The district court's final judgment included an injunction which stated that "the Court enjoins the Director, Warden or designees from directly or indirectly establishing a housing policy contrary to state or federal law mandates that a no harassment policy coupled with a preventative system that is sensitive to gender discrimination and retaliation be implemented." Because the injunction pertains to the housing claim and relies on the jury verdict entered after the erroneous amendment of the pretrial order and jury instruction on this claim, the injunction was erroneously entered and is vacated.

CONCLUSION

We hold that the plaintiff, Beverly Thomas, presented sufficient evidence to allow a reasonable jury to conclude that TDCJ engaged in racial and gender discrimination in its failure to promote Thomas to Captain, and that TDCJ also engaged in retaliation. Therefore, the district court properly denied TDCJ's renewed motion for judgment as a matter of law. We also hold that the district court erred in allowing the plaintiff to amend the pretrial order, and in its formulation of the jury charge on the housing claim. Thus, the judgment on the housing claim is REVERSED, and REMANDED for trial consistent with this opinion. This finding requires us to VACATE the permanent injunction and the award of compensatory damages. Thomas's status as a prevailing party for the purpose of attorneys' fees is undisturbed due to the jury's verdict on failure to promote and retaliation, however, due to our split disposition on the merits of this case we REMAND the award of attorneys' fees for adjustment based on the findings in this opinion. Finally, the award of back pay was made based on TDCJ's failure to promote Thomas to Captain, thus the award of back pay is AFFIRMED.

 1

In its reply brief to this court TDCJ states that "the undisputed evidence in the record is that the Captain position did not require 30 college credit hours and no official document stated such." Defendant's trial exhibit 11 which is a TDCJ position description for Captain of Corrections lists under the heading "minimum qualifications" 30 semester hours from an accredited college or university.

 2

Thomas also plead that she experienced "ongoing retaliation" by being assigned perimeter check at night, receiving formal discipline, and being assigned a house which was in unlivable condition.
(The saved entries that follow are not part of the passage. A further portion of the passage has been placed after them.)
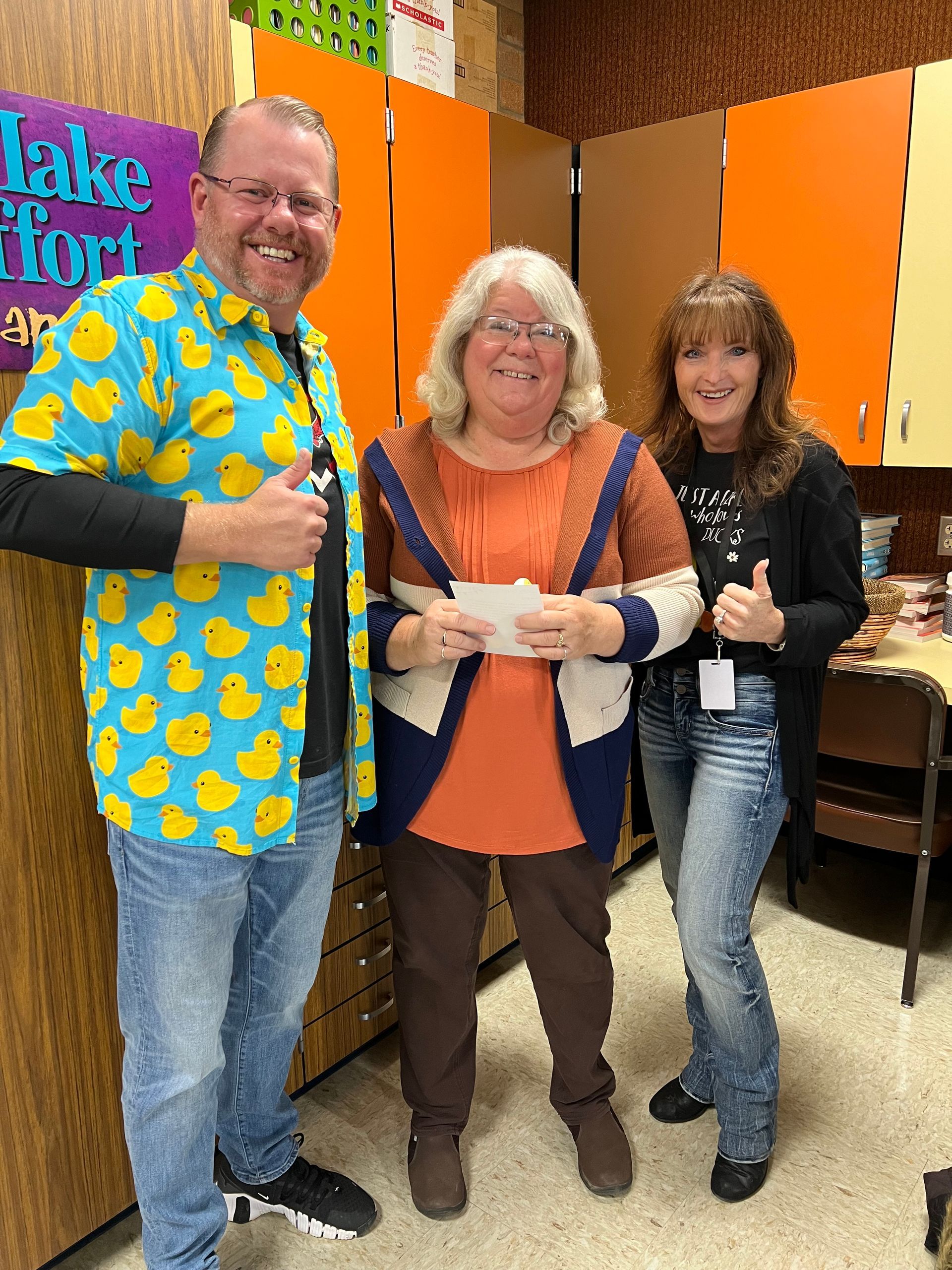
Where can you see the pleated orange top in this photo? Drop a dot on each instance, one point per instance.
(502, 789)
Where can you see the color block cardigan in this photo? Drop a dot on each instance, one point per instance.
(622, 541)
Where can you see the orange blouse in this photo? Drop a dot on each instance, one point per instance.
(502, 789)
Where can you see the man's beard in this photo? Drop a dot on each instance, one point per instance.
(228, 258)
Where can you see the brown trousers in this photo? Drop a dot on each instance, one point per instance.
(438, 908)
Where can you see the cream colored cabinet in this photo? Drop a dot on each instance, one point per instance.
(918, 412)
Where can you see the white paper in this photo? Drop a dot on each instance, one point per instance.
(502, 606)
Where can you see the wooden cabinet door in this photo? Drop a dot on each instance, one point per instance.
(813, 205)
(649, 216)
(922, 339)
(440, 173)
(530, 185)
(355, 304)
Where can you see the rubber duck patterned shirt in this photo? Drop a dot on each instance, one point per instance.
(172, 385)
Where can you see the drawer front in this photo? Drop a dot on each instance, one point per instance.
(351, 969)
(346, 1029)
(356, 907)
(355, 859)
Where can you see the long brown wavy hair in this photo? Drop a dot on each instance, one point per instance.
(729, 305)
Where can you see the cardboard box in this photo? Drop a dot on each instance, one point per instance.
(419, 55)
(437, 14)
(475, 33)
(476, 85)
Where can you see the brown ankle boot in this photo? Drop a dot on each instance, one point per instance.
(437, 1182)
(604, 1155)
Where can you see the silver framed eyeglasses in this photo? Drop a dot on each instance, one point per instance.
(305, 206)
(503, 330)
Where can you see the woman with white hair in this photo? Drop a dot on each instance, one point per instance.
(515, 475)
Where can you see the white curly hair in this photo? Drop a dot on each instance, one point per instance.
(441, 388)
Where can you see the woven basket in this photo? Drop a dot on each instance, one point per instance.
(885, 600)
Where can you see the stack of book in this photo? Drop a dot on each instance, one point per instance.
(876, 535)
(921, 618)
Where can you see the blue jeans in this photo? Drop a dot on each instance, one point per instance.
(716, 792)
(218, 954)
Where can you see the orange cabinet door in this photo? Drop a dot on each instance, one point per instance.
(440, 175)
(813, 207)
(355, 304)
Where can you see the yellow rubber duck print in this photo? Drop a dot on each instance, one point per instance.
(112, 602)
(125, 666)
(119, 813)
(176, 824)
(106, 751)
(270, 364)
(262, 762)
(294, 717)
(221, 639)
(284, 667)
(97, 403)
(171, 464)
(238, 478)
(214, 416)
(197, 583)
(132, 452)
(273, 813)
(159, 628)
(246, 384)
(237, 701)
(157, 304)
(93, 338)
(214, 793)
(151, 780)
(89, 638)
(272, 609)
(37, 422)
(194, 356)
(281, 445)
(226, 837)
(189, 736)
(141, 719)
(182, 676)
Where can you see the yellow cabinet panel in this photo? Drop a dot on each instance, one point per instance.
(918, 426)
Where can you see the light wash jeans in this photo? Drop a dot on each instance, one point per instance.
(218, 954)
(716, 793)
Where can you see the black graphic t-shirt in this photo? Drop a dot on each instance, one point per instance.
(709, 505)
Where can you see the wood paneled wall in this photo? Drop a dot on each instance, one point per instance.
(64, 1167)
However, to form the basis of a retaliation claim, the adverse employment action taken must be an "ultimate employment decision." Mattern, 104 F.3d at 707. An ultimate employment decision includes acts such as hiring, granting leave, discharge, promotion and compensation. Id. Therefore, we will only consider TDCJ's failure to promote Thomas, and its refusal to transfer her to other positions as acts that form the basis of her retaliation claim.

 3

The trial court's error in allowing the amendment to the pretrial order only affects Thomas's housing claim. Thomas filed a separate EEOC charge in April 1997which complained of TDCJ's failure to promote her to Captain. Thomas checked the boxes indicating that she believed she had been denied the promotion based on her gender, race, and retaliation. The jury was asked separate interrogatories on the housing, failure to promote, and retaliation claims. Thus, the error on the submission of race as part of the housing claim does not effect the failure to promote, and retaliation claims.